2018 - Fellow of the Indian National Academy of Engineering (INAE)
2012 - Fellow of the American Association for the Advancement of Science (AAAS)
2003 - IEEE Fellow For contributions to the theory and practice of fuzzy pattern recognition.
1985 - Fellow of Alfred P. Sloan Foundation
1933 - Fellow of the American Association for the Advancement of Science (AAAS)
His main research concerns Artificial intelligence, Pattern recognition, Segmentation, Cluster analysis and Image processing. Lawrence O. Hall has researched Artificial intelligence in several fields, including Machine learning, Data mining and Computer vision. Lawrence O. Hall combines subjects such as Classifier, Intrusion detection system and Set with his study of Machine learning.
His Pattern recognition course of study focuses on Receiver operating characteristic and Classifier. His Cluster analysis research is multidisciplinary, incorporating elements of Fuzzy number, Initialization, Fuzzy logic and Pattern recognition. His Image processing study combines topics in areas such as Scale-space segmentation and Segmentation-based object categorization.

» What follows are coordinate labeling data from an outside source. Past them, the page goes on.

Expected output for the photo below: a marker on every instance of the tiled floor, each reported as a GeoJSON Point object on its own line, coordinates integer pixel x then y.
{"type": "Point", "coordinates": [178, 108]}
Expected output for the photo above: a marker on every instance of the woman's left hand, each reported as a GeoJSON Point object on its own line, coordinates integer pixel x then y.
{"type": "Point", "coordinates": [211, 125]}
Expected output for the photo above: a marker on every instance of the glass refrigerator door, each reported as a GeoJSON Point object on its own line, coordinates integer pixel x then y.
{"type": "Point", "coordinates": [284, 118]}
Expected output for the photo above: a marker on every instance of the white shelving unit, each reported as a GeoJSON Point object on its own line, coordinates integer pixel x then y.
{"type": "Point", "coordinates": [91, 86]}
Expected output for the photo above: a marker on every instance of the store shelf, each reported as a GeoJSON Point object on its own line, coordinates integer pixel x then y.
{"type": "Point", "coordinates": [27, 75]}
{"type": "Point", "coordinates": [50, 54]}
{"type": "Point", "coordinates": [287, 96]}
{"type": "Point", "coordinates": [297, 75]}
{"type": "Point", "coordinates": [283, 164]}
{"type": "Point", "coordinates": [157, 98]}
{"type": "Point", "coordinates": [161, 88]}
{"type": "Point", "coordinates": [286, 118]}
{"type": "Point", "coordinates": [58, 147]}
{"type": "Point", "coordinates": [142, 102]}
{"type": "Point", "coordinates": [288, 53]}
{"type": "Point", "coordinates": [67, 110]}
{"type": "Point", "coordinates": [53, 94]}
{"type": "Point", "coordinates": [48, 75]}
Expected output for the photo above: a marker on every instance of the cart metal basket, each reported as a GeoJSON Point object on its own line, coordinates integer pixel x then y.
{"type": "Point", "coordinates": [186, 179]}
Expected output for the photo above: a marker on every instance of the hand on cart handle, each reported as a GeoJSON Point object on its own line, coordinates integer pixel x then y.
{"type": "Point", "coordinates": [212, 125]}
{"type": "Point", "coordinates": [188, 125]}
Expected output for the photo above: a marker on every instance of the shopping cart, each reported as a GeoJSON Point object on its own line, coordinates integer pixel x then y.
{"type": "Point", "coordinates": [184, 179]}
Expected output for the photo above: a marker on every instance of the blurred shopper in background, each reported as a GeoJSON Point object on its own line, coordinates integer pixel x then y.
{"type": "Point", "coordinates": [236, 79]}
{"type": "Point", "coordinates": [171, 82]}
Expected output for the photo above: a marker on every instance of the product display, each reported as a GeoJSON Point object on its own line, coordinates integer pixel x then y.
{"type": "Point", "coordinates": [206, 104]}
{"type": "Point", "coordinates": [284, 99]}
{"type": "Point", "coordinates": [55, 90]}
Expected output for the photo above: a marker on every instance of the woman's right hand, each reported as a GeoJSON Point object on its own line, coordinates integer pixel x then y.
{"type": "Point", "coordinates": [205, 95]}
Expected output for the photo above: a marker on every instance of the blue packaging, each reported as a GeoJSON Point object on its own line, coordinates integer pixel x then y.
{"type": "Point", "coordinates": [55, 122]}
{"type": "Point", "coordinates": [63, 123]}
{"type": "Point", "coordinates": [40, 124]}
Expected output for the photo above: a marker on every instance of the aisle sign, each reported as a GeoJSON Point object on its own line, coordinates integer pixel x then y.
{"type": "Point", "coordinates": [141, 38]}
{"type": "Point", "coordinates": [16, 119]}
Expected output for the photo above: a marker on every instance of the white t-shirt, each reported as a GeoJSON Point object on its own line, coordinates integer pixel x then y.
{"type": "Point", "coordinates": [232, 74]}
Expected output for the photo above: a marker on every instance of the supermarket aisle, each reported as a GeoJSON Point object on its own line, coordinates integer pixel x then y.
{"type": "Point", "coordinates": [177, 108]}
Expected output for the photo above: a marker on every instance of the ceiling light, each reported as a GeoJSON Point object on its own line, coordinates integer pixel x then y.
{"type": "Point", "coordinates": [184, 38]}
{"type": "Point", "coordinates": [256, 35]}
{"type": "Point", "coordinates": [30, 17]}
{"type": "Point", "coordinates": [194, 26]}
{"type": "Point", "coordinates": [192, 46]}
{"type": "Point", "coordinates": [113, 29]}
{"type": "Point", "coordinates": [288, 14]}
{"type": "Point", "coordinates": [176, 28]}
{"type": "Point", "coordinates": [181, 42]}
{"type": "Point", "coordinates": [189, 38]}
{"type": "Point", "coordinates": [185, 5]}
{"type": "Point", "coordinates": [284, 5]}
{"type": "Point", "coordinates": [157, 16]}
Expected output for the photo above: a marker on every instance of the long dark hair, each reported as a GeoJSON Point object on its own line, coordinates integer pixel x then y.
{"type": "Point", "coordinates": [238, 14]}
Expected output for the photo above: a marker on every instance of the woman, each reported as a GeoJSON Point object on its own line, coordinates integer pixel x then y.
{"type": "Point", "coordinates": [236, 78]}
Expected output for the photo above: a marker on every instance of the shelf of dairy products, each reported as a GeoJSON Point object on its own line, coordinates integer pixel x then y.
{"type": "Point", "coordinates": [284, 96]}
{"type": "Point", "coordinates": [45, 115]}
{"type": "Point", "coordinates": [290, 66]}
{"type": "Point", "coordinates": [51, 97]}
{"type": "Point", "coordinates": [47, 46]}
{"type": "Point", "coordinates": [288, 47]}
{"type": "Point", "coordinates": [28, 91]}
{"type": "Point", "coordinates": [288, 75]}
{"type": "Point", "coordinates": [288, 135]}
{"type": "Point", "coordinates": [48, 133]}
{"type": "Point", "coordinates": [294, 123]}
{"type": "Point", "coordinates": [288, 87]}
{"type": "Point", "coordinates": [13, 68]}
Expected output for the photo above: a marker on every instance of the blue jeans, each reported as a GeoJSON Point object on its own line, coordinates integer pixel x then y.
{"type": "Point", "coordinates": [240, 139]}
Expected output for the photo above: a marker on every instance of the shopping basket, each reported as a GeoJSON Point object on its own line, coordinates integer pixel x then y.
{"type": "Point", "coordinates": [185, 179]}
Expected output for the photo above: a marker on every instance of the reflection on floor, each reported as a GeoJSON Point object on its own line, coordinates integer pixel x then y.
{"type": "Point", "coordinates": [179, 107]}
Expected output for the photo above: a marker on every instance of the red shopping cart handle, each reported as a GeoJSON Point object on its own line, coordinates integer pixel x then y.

Lawrence O. Hall mainly focuses on Artificial intelligence, Pattern recognition, Data mining, Machine learning and Fuzzy logic. Lawrence O. Hall focuses mostly in the field of Artificial intelligence, narrowing it down to matters related to Computer vision and, in some cases, Volume. His work carried out in the field of Pattern recognition brings together such families of science as Deep learning and Feature.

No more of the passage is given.